School cafeteria/10, make it Greek

Chop the tomatoes into smaller pieces. Drizzle with olive oil. Use less lettuce. Add some basil and parsley. Add some other vegetables like cucumbers, radishes, diced onions, and cherry tomatoes. Add a cheese, probably either mozzarella, feta, or blue cheese. Black pepper. Use a fork instead of a fucking spoon.

Make it a wedge salad

1) better quality ingredients; those tomatoes look like they aren't ripe yet and the lettuce is much too pale.

2) Get some more variety in there, not just lettuce + tomato.

3) It looks like you might have a dressing on there, but it looks very watery/weak.

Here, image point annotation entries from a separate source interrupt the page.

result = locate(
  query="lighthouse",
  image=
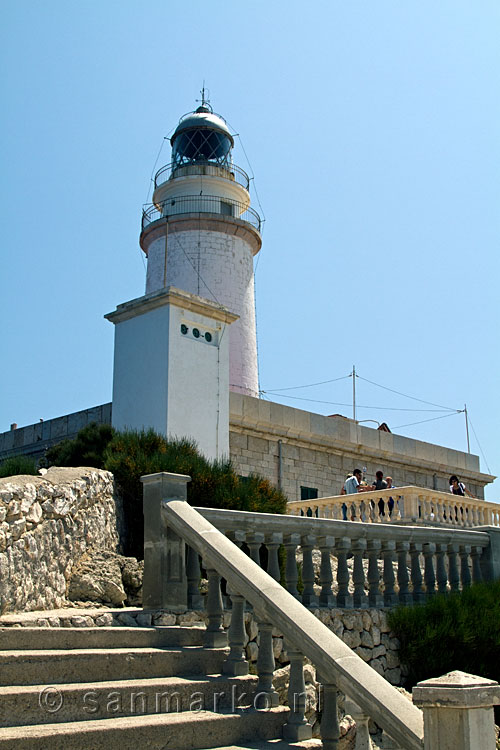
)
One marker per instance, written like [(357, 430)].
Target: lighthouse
[(200, 233), (191, 338)]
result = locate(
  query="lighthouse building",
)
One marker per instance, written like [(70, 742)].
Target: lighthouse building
[(185, 358), (201, 235)]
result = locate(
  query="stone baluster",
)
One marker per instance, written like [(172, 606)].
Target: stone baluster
[(458, 711), (441, 572), (214, 636), (330, 729), (291, 543), (309, 599), (363, 741), (326, 597), (342, 547), (359, 598), (193, 574), (464, 553), (453, 574), (356, 502), (416, 573), (476, 553), (236, 664), (265, 668), (255, 542), (388, 549), (375, 599), (336, 511), (429, 575), (402, 549), (272, 543), (427, 508), (296, 727)]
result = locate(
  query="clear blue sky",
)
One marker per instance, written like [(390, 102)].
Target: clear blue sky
[(372, 129)]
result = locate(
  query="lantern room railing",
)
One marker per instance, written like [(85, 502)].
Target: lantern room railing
[(200, 204), (207, 168)]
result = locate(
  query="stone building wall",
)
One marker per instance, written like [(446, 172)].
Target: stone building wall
[(46, 526), (318, 452)]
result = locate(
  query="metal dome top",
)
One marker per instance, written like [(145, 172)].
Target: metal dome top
[(202, 119)]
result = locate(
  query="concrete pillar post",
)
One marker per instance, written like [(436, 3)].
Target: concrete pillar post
[(165, 583), (458, 711)]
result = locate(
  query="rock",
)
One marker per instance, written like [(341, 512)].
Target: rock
[(393, 676), (365, 653), (104, 621), (366, 639), (392, 659), (377, 665), (97, 578), (375, 633), (127, 620), (144, 619), (351, 638), (277, 647), (132, 575), (252, 651), (378, 651), (165, 618)]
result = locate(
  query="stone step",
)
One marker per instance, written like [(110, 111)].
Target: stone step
[(106, 637), (274, 745), (55, 666), (47, 704), (179, 731)]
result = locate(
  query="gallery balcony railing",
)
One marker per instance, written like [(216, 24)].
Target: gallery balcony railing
[(200, 204), (402, 505), (207, 168)]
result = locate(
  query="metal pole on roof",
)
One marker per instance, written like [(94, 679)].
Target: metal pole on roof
[(354, 393)]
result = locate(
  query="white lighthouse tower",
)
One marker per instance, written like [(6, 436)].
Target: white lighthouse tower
[(200, 234), (191, 337)]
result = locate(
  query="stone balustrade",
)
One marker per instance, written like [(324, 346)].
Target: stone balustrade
[(178, 536), (402, 505), (358, 565)]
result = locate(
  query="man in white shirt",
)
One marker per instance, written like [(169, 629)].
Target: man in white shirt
[(353, 484)]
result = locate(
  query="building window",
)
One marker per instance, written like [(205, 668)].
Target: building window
[(308, 493)]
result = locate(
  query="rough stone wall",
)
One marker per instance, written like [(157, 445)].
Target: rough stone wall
[(46, 525)]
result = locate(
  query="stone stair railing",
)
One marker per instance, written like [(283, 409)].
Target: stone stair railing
[(421, 561), (413, 505), (171, 525)]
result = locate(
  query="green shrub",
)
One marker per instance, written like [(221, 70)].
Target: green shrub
[(18, 465), (456, 631), (214, 484), (87, 449)]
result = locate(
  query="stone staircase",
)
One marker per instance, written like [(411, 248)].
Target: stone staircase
[(119, 687)]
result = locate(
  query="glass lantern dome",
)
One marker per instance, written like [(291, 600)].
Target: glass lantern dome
[(201, 137)]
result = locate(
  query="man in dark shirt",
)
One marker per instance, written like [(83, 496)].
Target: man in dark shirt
[(380, 484)]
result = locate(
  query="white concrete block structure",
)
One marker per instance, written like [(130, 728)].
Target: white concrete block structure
[(171, 368), (201, 235)]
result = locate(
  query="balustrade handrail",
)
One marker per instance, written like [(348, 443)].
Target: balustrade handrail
[(412, 504), (231, 172), (236, 520), (199, 204), (334, 660)]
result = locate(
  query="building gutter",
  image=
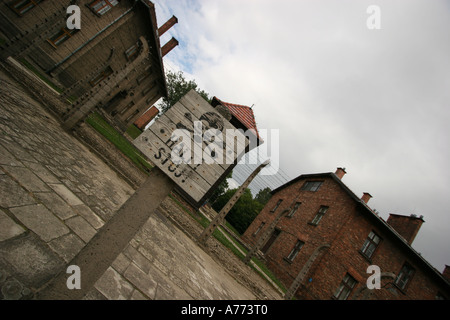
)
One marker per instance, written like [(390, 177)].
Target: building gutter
[(90, 40)]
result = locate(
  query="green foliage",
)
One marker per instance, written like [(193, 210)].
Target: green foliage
[(264, 196), (133, 131), (243, 212), (104, 128), (221, 188), (177, 87)]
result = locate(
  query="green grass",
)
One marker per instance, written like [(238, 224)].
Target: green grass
[(219, 235), (128, 149), (133, 131)]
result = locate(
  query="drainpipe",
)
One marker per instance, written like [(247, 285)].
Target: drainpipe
[(90, 40)]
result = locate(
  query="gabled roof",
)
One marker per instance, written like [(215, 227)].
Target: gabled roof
[(242, 113), (365, 209)]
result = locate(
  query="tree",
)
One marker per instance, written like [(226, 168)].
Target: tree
[(177, 87), (243, 212), (264, 195), (221, 188)]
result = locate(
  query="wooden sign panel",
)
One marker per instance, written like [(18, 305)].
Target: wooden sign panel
[(193, 144)]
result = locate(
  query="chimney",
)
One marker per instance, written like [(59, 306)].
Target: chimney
[(340, 172), (366, 197), (406, 226), (166, 26), (172, 43), (446, 272)]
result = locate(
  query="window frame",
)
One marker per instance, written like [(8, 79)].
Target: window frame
[(61, 36), (293, 210), (312, 185), (277, 205), (27, 5), (319, 215), (345, 287), (260, 227), (102, 75), (108, 5), (294, 252)]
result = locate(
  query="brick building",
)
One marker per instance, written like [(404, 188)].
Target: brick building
[(113, 62), (319, 238), (145, 119)]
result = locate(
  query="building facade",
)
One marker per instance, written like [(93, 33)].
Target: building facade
[(113, 62), (319, 239)]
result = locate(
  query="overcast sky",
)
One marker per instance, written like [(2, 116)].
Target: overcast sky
[(373, 101)]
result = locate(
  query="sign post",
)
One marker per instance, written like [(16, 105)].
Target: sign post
[(193, 144), (218, 219), (190, 127)]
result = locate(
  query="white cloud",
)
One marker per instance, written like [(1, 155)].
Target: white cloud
[(373, 101)]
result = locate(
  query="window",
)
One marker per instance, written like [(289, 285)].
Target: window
[(22, 6), (370, 244), (259, 228), (440, 296), (61, 36), (101, 76), (277, 205), (319, 215), (295, 251), (100, 7), (294, 210), (311, 185), (345, 288), (132, 52), (404, 277)]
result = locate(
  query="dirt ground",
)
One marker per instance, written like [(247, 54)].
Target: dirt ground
[(244, 274)]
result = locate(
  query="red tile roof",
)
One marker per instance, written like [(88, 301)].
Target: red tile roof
[(243, 114)]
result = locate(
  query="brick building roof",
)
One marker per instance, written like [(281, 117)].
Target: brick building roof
[(369, 212), (243, 114)]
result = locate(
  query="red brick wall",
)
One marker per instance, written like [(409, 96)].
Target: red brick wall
[(345, 227)]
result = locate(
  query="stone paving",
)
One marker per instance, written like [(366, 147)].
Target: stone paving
[(54, 197)]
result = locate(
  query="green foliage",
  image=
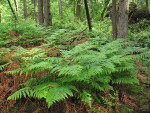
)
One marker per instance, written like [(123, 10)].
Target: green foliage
[(23, 34), (95, 66)]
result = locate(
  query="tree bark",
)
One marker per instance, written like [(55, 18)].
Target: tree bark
[(123, 19), (16, 6), (114, 19), (147, 4), (106, 2), (78, 9), (60, 8), (35, 12), (12, 10), (25, 9), (40, 12), (47, 13), (88, 15)]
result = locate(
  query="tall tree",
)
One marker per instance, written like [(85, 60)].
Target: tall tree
[(40, 12), (78, 9), (106, 2), (47, 13), (147, 4), (12, 10), (88, 15), (35, 7), (120, 18), (122, 26), (60, 8), (25, 9), (16, 6), (114, 18)]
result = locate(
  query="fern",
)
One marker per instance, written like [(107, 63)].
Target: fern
[(90, 65)]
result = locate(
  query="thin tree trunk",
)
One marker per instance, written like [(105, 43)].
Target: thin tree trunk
[(147, 4), (114, 19), (16, 6), (47, 13), (12, 10), (91, 8), (123, 19), (60, 8), (40, 12), (0, 15), (78, 9), (88, 15), (106, 2), (35, 12), (25, 9)]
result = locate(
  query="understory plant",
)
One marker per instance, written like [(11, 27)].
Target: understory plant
[(85, 72)]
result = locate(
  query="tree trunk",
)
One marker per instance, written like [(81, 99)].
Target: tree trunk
[(114, 19), (16, 6), (47, 13), (122, 27), (60, 8), (40, 12), (25, 9), (106, 2), (147, 4), (91, 8), (78, 9), (88, 15), (12, 10), (0, 15), (35, 12)]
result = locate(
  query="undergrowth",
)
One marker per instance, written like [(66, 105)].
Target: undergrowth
[(66, 65)]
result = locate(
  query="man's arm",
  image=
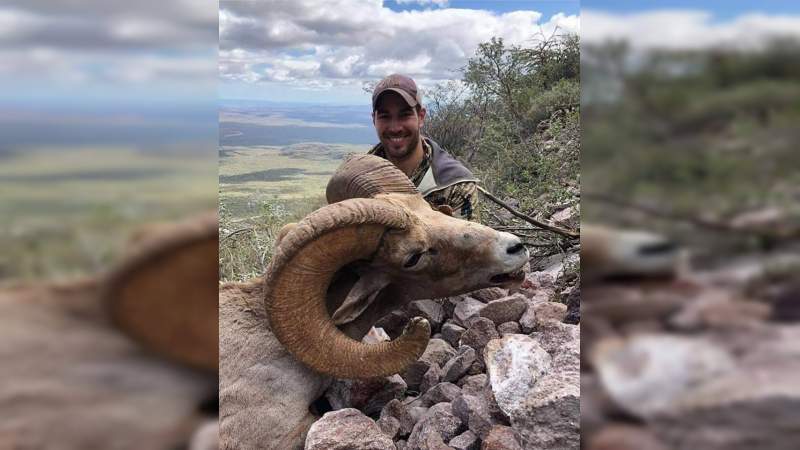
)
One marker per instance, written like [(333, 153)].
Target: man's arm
[(462, 197)]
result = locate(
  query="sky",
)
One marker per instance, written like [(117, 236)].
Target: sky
[(323, 51), (673, 24)]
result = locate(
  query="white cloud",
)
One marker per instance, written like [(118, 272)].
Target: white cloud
[(83, 43), (351, 40), (686, 29), (439, 3)]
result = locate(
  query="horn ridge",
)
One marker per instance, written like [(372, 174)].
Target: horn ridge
[(365, 176), (300, 273)]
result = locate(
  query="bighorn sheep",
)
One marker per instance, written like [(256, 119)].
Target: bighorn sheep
[(279, 341), (608, 252), (71, 378)]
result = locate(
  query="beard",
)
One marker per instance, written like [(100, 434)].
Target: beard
[(399, 151)]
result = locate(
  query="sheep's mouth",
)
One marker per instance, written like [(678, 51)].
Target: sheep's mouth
[(509, 277)]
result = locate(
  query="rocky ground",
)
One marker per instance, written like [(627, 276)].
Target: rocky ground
[(709, 360), (501, 372)]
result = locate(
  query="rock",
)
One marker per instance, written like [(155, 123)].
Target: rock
[(464, 441), (479, 334), (428, 309), (474, 383), (452, 333), (509, 328), (625, 437), (474, 412), (368, 396), (466, 310), (441, 393), (414, 373), (347, 429), (397, 410), (438, 421), (508, 309), (438, 352), (527, 322), (431, 378), (649, 374), (549, 311), (717, 309), (501, 438), (389, 426), (488, 294), (538, 390), (393, 323), (457, 367)]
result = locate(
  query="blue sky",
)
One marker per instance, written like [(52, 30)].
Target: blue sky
[(721, 9), (316, 51)]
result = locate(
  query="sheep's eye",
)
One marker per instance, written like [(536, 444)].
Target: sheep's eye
[(412, 260)]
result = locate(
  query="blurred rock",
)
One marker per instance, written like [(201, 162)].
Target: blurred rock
[(507, 309), (439, 422), (501, 438), (458, 366)]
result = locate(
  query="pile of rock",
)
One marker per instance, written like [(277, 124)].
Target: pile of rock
[(501, 372), (689, 363)]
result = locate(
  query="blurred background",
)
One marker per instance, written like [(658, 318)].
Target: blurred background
[(107, 121), (108, 124), (690, 201)]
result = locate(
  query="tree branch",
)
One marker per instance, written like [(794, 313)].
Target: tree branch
[(529, 219)]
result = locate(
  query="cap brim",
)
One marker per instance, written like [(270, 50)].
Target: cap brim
[(412, 102)]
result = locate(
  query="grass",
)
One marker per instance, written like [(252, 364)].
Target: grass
[(69, 212), (261, 189)]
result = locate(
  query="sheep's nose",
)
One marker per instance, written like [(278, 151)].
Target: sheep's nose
[(516, 248)]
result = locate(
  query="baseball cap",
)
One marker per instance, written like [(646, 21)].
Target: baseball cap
[(401, 84)]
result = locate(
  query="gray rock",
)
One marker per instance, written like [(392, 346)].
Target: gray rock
[(549, 311), (347, 429), (479, 334), (438, 421), (527, 322), (368, 396), (501, 438), (465, 310), (465, 441), (474, 383), (457, 367), (389, 426), (474, 412), (393, 323), (486, 295), (509, 328), (452, 333), (508, 309), (539, 391), (428, 309), (431, 378), (442, 392), (438, 352), (397, 410), (414, 373)]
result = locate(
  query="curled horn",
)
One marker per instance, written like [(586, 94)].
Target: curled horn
[(298, 277), (365, 176)]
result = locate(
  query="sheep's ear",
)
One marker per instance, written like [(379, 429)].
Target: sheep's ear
[(445, 209), (360, 297), (284, 231)]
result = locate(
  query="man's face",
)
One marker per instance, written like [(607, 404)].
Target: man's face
[(397, 125)]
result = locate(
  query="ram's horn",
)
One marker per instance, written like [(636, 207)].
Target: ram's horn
[(298, 277), (365, 176)]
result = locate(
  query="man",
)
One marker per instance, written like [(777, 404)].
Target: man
[(398, 115)]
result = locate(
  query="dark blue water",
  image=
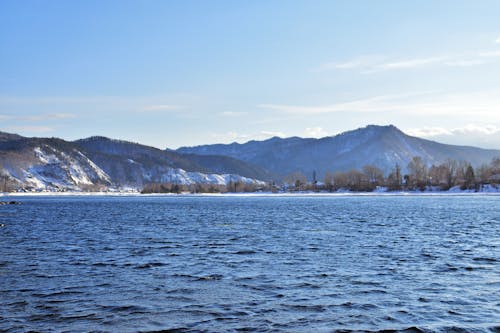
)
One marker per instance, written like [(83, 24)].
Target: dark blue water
[(218, 264)]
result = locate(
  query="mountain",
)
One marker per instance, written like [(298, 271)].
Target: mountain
[(382, 146), (99, 163)]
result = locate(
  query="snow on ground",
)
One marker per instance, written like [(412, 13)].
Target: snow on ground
[(180, 176)]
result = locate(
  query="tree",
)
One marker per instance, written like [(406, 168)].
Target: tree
[(340, 180), (373, 175), (418, 172), (355, 180), (451, 172), (394, 180), (296, 179), (329, 181), (470, 179)]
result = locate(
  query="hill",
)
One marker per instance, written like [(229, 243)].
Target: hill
[(382, 146)]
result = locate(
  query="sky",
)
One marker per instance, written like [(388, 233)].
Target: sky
[(183, 73)]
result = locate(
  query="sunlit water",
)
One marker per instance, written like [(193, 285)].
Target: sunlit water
[(218, 264)]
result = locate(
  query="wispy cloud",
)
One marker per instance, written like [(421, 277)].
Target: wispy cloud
[(315, 132), (42, 117), (232, 113), (481, 104), (410, 63), (29, 129), (373, 64), (469, 129), (161, 108), (270, 134), (232, 136), (470, 134), (490, 54), (371, 104)]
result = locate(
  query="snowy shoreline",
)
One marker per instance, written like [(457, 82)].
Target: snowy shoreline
[(257, 194)]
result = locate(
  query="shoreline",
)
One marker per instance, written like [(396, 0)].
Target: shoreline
[(260, 194)]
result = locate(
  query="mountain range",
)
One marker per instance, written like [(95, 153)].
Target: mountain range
[(381, 146), (100, 163)]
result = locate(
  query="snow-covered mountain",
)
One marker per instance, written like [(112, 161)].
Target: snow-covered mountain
[(98, 163), (382, 146)]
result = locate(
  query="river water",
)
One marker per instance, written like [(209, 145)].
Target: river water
[(280, 264)]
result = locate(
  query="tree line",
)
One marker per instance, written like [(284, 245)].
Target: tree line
[(418, 176)]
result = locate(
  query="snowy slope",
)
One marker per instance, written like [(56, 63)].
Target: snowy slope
[(33, 164), (382, 146)]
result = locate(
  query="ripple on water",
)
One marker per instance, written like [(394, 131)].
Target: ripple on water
[(180, 264)]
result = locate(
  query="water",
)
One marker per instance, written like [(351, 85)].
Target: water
[(283, 264)]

Why do so many diners use that same paper placemat? Is there some kind of Greek Diner Supply Mafia that you have to get approval to purchase all diner supplies from as part of the contract to open the restaurant? How deep does this rabbit hole go?

Jesus fucking christ user.

Some of that salad is already old and yellowed, the rest is just white. Except that, it's literally just iceberg and tomatoes.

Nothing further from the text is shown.